Strategies for Population Health & Social Determinants of Health (SDOH)

The discussion around population health and social determinants of health revealed a wide spectrum of engagement among small and rural health care organizations, ranging from early awareness to more active, community-embedded initiatives.

Some participants shared candidly that their organizations are still in relatively early stages, with limited formal population health infrastructure and few dedicated resources. In other cases, efforts are happening more organically rather than strategically, driven by passionate individuals, grant opportunities, or immediate community needs rather than a comprehensive roadmap.

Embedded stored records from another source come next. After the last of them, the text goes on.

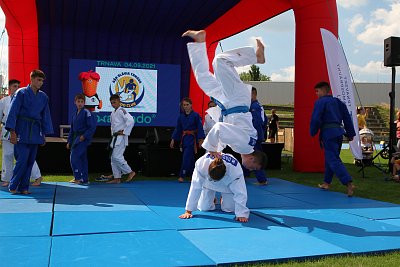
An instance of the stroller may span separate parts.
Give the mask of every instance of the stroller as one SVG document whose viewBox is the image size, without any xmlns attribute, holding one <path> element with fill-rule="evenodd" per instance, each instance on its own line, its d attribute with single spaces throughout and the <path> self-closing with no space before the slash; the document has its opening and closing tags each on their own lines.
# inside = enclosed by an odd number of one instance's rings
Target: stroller
<svg viewBox="0 0 400 267">
<path fill-rule="evenodd" d="M 362 171 L 364 178 L 364 168 L 374 164 L 374 133 L 368 129 L 364 128 L 359 131 L 360 134 L 360 145 L 362 152 L 362 159 L 355 159 L 356 166 L 361 167 L 358 171 Z"/>
<path fill-rule="evenodd" d="M 374 164 L 374 160 L 378 156 L 385 158 L 384 156 L 387 153 L 387 146 L 384 146 L 383 149 L 377 155 L 374 156 L 375 152 L 374 133 L 370 129 L 364 128 L 360 130 L 359 134 L 360 134 L 360 145 L 363 158 L 362 160 L 359 159 L 355 160 L 356 166 L 361 167 L 361 169 L 358 172 L 362 171 L 362 177 L 365 178 L 364 168 L 368 166 L 374 166 L 383 173 L 386 173 L 386 170 Z"/>
</svg>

Other participants described growing momentum and experimentation. Examples shared during the discussion included wellness programs, mobile screening initiatives, transportation support for patients, and closer collaboration with community-based organizations. For some organizations, population health work is becoming increasingly intertwined with access, workforce stability, and long-term sustainability, particularly in communities where health care providers are often one of the few remaining anchor institutions.

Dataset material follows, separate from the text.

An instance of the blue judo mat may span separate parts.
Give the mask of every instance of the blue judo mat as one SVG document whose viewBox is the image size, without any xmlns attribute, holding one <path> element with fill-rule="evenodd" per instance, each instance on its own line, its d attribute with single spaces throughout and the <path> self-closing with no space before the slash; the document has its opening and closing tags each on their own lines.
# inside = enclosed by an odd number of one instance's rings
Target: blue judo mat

Across the group, there was broad agreement that while the intent and commitment are often strong, rural and small organizations face unique barriers: limited staffing, competing priorities, funding constraints, and challenges measuring impact in small populations. Participants emphasized that “doing population health” in a small or rural context often looks different than in larger systems. It may be quieter, more relationship-driven, and harder to quantify, but no less meaningful.

The conversation reinforced that rural and small providers are actively grappling with how to move from awareness to action, how to scale what’s working, and how to tell their story more clearly — both internally and externally — as population health and SDOH continue to shape the future of health care delivery.

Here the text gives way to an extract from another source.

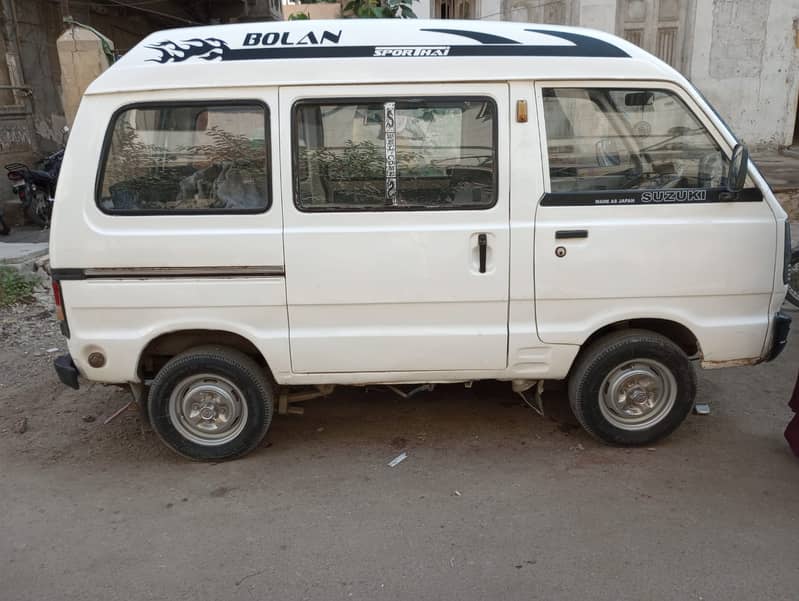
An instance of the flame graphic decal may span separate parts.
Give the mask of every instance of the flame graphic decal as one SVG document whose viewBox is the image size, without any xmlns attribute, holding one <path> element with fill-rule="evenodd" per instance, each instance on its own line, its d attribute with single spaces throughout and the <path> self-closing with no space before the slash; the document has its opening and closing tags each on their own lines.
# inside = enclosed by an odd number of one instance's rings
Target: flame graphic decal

Managing with a Small Team & Running Short Staffed

Attendees shared how to keep a small team operating effectively and making the most of the resources they had. One tip for prioritization was to always refer to the organization’s strategic plan to decide what comes first. Some specific areas of focus included:

Community Event Tips: Pay staff to attend community events to ensure success or give them SWAG or a PTO day in exchange for volunteering their time. Create a communication flyer before events with brand standards and expectations that are given to all attendees representing the organization. Find ways to make events fun to get more volunteers.

Project Management and Systems: ticket systems for work requests can create automation to add projects to management software like Zapier. Other programs people used included Basecamp, Hipporello, Freedcamp and Click Up. Using a project brief can also help marketing understand the request before meeting with the manager, plus it can be used with AI to develop content.

In addition, attendees stressed that health care recognitions should be in the purview of managers, not marketing and communications, to focus on. The organization’s apparel store is also a good spot to incentivize people. Members also encouraged one another to meet monthly with department managers to stay on top of what is going on for service lines and to meet their needs.

Conclusion & Keeping the Conversation Going

At the meet-up conclusion, attendees were encouraged to find their people and make at least one meaningful connection. Resources offered by SHSMD to keep the conversation going include the online Member Meet Ups as well as the MySHSMD online community for small and rural members. LinkedIn is another opportunity to connect with other small and rural champions.

Other steps SHSMD members from small and rural healthcare organizations can take to advocate include submitting proposals for next year’s SHSMD Connections and to volunteer for SHSMD’s committees. Together members can build a peer network of strategy and communication professionals dedicated to solving the challenges rural and small health care organizations face.